Wstałem, oglądając się na drzwi, jak gdybym oczekiwał, że wejdzie przez nie jakiś cudotwórca i w mgnieniu oka wszystko zmieni.
Potem zerknąłem na zegar, który pokazywał pięć po dziesiątej. Na sali wciąż był Kurlen. Siedział w ostatnim rzędzie z tym samym szyderczym uśmieszkiem. Pomyślałem, że być może to jego normalny wyraz twarzy.
Odwróciłem się do świadka.
– Panie Corliss, ile pan ma lat?
– Czterdzieści trzy.
– Znajomi zwracają się do pana Dwayne?
– Zgadza się.
– Używa pan innych imion?
– Kiedy dorastałem, nazywali mnie D.J. Wszyscy tak do mnie mówili.

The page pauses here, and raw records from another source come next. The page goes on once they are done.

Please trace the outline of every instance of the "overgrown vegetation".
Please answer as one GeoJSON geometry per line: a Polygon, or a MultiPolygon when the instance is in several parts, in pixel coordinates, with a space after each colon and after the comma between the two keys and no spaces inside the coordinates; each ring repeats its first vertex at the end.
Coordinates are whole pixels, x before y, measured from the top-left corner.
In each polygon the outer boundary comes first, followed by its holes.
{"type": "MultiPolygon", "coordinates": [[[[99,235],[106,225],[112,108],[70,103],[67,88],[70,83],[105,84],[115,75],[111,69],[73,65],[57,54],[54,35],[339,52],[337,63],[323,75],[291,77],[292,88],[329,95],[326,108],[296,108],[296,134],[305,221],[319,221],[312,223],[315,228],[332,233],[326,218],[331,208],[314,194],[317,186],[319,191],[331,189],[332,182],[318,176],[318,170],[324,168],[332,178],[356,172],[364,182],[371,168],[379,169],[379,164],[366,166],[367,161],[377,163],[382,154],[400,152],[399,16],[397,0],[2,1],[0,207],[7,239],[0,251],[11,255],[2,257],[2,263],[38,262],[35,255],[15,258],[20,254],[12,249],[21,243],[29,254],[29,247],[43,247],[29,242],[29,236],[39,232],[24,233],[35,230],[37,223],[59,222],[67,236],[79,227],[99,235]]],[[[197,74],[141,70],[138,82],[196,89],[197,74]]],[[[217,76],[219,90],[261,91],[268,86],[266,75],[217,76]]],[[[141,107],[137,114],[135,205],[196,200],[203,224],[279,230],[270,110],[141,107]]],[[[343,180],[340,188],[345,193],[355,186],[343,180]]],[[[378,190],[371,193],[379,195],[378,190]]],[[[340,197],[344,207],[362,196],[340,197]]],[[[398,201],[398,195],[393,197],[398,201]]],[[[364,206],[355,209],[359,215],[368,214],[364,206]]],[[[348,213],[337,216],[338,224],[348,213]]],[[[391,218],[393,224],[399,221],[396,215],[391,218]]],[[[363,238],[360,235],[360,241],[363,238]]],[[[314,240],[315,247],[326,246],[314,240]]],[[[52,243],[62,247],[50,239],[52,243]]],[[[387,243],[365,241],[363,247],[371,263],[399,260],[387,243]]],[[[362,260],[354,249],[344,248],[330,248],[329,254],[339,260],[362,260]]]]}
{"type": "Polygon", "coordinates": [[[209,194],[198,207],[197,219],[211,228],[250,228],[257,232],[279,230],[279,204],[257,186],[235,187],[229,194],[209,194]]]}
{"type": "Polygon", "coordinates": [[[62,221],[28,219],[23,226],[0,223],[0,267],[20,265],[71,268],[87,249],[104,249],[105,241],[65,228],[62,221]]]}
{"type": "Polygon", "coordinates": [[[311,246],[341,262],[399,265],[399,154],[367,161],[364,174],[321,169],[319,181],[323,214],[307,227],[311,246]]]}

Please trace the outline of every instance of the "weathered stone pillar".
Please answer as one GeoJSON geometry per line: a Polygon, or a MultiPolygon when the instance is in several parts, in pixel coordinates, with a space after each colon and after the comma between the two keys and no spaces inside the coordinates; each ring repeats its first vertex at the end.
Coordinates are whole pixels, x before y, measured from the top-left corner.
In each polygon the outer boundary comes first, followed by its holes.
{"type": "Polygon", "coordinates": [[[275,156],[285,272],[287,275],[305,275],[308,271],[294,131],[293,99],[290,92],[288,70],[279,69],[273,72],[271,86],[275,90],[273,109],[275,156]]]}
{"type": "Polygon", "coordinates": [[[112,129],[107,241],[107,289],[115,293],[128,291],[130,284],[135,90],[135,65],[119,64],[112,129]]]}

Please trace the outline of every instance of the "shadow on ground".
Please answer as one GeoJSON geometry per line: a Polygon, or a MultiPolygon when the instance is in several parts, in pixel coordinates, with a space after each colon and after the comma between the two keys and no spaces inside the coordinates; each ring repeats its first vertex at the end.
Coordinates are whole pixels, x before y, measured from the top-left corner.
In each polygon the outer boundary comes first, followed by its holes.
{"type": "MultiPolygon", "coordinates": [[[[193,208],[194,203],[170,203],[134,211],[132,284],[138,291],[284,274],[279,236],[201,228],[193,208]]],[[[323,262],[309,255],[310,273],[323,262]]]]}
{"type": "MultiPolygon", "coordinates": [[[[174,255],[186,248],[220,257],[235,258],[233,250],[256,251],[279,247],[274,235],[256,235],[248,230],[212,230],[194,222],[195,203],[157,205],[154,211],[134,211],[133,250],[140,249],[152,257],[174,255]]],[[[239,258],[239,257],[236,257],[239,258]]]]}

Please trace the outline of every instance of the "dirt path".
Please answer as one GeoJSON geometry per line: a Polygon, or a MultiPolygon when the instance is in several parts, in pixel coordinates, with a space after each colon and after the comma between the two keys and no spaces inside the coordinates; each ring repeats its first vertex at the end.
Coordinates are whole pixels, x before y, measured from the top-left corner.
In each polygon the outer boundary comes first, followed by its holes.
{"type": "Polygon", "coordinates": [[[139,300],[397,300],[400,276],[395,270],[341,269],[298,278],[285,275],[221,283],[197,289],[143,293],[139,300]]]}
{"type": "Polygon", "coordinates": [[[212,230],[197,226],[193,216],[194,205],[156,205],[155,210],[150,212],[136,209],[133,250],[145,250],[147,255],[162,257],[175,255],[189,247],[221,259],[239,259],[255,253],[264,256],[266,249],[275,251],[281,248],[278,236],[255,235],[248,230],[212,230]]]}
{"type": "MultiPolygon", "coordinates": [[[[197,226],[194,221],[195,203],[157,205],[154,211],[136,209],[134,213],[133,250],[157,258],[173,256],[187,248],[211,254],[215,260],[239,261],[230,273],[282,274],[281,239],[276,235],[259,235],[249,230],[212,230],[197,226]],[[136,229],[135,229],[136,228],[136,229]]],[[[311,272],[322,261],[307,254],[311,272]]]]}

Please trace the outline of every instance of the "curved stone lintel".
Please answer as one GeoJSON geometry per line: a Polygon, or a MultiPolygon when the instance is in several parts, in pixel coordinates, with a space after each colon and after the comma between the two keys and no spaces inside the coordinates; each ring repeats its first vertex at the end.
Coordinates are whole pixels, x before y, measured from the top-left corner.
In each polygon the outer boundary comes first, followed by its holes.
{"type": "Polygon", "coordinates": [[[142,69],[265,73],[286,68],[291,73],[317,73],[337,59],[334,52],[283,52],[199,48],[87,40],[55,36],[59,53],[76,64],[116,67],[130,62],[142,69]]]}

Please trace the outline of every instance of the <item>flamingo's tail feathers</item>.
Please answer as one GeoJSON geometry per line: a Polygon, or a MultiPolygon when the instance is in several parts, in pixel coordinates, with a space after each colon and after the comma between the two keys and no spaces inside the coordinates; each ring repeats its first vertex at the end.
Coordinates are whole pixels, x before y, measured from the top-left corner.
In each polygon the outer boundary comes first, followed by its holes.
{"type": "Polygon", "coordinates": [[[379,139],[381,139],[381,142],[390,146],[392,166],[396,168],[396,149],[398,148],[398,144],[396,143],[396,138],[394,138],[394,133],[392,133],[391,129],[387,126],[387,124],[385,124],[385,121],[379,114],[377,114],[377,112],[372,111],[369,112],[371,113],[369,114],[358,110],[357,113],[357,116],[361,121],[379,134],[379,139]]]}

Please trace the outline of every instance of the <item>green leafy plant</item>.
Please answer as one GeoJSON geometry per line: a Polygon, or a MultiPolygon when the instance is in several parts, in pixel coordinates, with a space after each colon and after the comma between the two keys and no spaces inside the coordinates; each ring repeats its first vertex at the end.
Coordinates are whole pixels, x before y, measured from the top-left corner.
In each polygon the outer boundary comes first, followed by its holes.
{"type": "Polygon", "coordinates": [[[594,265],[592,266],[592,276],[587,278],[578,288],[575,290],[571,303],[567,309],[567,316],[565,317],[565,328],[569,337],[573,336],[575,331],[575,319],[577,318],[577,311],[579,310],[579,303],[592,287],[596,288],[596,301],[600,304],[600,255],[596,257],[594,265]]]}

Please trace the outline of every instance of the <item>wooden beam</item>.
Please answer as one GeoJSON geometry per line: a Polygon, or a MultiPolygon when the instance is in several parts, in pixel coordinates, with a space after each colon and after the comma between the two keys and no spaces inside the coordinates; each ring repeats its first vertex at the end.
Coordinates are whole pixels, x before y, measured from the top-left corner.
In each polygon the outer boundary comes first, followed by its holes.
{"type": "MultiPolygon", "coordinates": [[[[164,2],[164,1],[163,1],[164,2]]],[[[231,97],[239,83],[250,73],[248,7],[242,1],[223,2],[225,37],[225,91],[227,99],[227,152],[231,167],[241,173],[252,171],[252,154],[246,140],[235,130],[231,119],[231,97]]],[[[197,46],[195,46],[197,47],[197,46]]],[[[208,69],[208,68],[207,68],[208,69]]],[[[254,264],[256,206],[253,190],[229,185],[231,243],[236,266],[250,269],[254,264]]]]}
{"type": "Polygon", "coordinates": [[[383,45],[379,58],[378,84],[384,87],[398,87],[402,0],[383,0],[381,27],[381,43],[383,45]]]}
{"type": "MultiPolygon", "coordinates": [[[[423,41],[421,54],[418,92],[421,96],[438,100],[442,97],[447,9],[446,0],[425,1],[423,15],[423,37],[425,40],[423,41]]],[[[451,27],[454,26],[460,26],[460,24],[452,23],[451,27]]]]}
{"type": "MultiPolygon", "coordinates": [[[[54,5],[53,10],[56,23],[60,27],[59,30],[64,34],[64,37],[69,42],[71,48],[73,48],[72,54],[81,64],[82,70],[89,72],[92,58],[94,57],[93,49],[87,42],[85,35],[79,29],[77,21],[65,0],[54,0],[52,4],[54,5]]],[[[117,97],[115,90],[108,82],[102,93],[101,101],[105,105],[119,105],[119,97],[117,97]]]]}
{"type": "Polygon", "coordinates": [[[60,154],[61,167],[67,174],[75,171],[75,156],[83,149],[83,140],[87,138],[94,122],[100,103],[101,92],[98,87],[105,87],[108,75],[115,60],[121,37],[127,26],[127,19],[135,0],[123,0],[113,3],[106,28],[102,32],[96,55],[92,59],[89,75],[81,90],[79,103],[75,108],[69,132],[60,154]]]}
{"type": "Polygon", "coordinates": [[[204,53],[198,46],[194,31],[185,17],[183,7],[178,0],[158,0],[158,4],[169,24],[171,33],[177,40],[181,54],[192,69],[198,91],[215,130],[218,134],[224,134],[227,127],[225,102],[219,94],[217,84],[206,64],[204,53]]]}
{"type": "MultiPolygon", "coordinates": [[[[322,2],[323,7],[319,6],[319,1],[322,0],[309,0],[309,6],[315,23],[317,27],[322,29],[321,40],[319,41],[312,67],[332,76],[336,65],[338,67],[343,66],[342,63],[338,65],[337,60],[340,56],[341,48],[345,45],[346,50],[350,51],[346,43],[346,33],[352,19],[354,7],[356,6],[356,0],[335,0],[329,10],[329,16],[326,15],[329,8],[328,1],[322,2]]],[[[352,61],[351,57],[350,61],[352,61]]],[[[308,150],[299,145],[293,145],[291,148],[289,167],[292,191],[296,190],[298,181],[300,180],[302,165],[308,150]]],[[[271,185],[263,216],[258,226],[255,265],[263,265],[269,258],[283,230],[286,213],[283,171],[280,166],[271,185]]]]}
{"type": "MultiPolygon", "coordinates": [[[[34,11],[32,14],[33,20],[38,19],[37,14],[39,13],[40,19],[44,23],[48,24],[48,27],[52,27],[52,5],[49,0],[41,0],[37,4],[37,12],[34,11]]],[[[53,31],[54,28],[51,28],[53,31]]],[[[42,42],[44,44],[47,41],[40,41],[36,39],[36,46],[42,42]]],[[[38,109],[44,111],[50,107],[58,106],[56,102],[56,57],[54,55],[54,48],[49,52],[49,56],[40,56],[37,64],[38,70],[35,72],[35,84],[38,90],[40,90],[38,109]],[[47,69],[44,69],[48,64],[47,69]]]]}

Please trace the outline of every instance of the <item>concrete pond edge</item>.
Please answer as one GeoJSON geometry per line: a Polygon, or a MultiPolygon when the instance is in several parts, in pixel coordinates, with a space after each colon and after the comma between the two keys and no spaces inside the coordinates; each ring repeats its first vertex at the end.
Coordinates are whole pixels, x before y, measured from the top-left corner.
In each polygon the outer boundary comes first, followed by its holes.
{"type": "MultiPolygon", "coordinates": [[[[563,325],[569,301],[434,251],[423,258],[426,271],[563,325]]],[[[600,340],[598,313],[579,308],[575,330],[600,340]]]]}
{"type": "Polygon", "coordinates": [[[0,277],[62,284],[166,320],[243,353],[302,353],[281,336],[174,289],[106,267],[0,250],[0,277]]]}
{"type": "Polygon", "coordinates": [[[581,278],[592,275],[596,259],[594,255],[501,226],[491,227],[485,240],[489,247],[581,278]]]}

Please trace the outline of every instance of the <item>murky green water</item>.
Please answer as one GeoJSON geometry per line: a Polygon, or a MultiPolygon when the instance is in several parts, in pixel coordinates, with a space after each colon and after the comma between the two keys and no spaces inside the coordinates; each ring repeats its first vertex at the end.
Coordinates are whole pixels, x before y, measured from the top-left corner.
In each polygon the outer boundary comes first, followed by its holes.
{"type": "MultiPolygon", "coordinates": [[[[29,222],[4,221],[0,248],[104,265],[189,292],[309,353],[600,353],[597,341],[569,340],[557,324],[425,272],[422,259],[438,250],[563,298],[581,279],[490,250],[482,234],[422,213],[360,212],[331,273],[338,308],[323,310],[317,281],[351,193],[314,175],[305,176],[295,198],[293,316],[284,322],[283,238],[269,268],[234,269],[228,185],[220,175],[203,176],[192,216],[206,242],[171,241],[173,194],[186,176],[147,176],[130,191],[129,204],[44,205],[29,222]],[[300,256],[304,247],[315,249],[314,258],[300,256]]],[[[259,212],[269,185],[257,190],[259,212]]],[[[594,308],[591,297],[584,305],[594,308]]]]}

– Gdzie się pan wychowywał?
– W Mesa w Arizonie.
– Panie Corliss, ile razy był pan aresztowany?
Minton zaprotestował, ale sędzia oddaliła sprzeciw. Wiedziałem, że będę miał pewną swobodę w przesłuchaniu świadka, ponieważ to ja rzekomo padłem ofiarą podstępu oskarżenia.
– Ile razy był pan aresztowany? – powtórzyłem.
– Chyba z siedem.
– Czyli zwiedził pan w życiu wiele aresztów, prawda?
– Można tak powiedzieć.
– Wszystkie aresztowania zostały dokonane w okręgu Los Angeles?
– Przeważnie tak. Ale wcześniej byłem też aresztowany w Phoenix.
– A więc zna pan działanie wymiaru sprawiedliwości?